At its core, OneFS SnapshotIQ generates read-only, point-in-time, space efficient copies of a defined subset of a cluster’s data.

Only the changed blocks of a file are stored when updating OneFS snapshots, ensuring efficient storage utilization. They are also highly scalable and typically take less than a second to create, while generating little performance overhead. As such, the RPO (recovery point objective) and RTO (recovery time objective) of a OneFS snapshot can be very small and highly flexible, with the use of rich policies and schedules.

OneFS Snapshots are created manually, on a schedule, or automatically generated by OneFS to facilitate system operations. But whatever the generation method, when a snapshot has been taken, its contents cannot be manually altered.

Snapshot Locks

In addition to snapshot contents immutability, for an enhanced level of tamper-proofing, SnapshotIQ also provides the ability to lock snapshots with the ‘isi snapshot locks’ CLI syntax. This prevents snapshots from being accidentally or unintentionally deleted.

For example, a manual snapshot, ‘snaploc1’ is taken of /ifs/test:

# isi snapshot snapshots create /ifs/test --name snaploc1
# isi snapshot snapshots list | grep snaploc1
79188 snaploc1                                     /ifs/test

A lock is then placed on it (in this case lock ID=1):

# isi snapshot locks create snaplock1
# isi snapshot locks list snaploc1
ID
----
1
----
Total: 1

Attempts to delete the snapshot fail because the lock prevents its removal:

# isi snapshot snapshots delete snaploc1
Are you sure? (yes/[no]): yes
Snapshot "snaploc1" can't be deleted because it is locked

The CLI command ‘isi snapshot locks delete <lock_ID>’ can be used to clear existing snapshot locks, if desired. For example, to remove the only lock (ID=1) from snapshot ‘snaploc1’:

# isi snapshot locks list snaploc1
ID
----
1
----
Total: 1
# isi snapshot locks delete snaploc1 1
Are you sure you want to delete snapshot lock 1 from snaploc1? (yes/[no]): yes
# isi snap locks view snaploc1 1
No such lock

When the lock is removed, the snapshot can then be deleted:

# isi snapshot snapshots delete snaploc1
Are you sure? (yes/[no]): yes
# isi snapshot snapshots list| grep -i snaploc1 | wc -l
       0

Note that a snapshot can have up to a maximum of sixteen locks on it at any time. Also, lock numbers are continually incremented and not recycled upon deletion.

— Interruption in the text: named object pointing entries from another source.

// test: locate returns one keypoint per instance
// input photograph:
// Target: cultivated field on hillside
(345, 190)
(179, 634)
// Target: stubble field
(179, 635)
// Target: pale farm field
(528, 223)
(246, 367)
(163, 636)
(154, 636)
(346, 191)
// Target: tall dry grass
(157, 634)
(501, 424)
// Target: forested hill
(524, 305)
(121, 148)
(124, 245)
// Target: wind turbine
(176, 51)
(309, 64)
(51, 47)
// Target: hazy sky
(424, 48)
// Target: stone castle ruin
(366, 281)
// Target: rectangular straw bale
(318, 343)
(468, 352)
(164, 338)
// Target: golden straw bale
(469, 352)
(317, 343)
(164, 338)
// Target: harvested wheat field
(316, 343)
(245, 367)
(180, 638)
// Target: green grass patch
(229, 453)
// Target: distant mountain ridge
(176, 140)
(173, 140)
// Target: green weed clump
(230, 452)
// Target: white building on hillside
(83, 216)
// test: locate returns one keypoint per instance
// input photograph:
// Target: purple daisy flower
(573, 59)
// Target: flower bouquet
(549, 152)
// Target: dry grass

Like snapshot expiration, snapshot locks can also have an expiration time configured. For example, to set a lock on snapshot ‘snaploc1’ that expires at 1am on April 1st, 2024:

# isi snap lock create snaploc1 --expires '2024-04-01T01:00:00'
# isi snap lock list snaploc1
ID
----
36
----
Total: 1
# isi snap lock view snaploc1 33
     ID: 36
Comment:
Expires: 2024-04-01T01:00:00
  Count: 1

Note that if the duration period of a particular snapshot lock expires but others remain, OneFS will not delete that snapshot until all the locks on it have been deleted or expired.

The following table provides an example snapshot expiration schedule, with monthly locked snapshots to prevent deletion:

Snapshot Frequency	Snapshot Time	Snapshot Expiration	Max Retained Snapshots
Every other hour	Start at 12:00AM End at 11:59AM	1 day	27
Every day	At 12:00AM	1 week
Every week	Saturday at 12:00AM	1 month
Every month	First Saturday of month at 12:00AM	Locked

Roles-based Access Control

Read-only snapshots plus locks present physically secure snapshots on a cluster. However, if you can login to the cluster and have the required elevated administrator privileges to do so, you can still remove locks and/or delete snapshots.

Because data security threats come from inside an environment as well as out, such as from a disgruntled IT employee or other internal bad actor, another key to a robust security profile is to constrain the use of all-powerful ‘root’, ‘administrator’, and ‘sudo’ accounts as much as possible. Instead, of granting cluster admins full rights, a preferred security best practice is to leverage the comprehensive authentication, authorization, and accounting framework that OneFS natively provides.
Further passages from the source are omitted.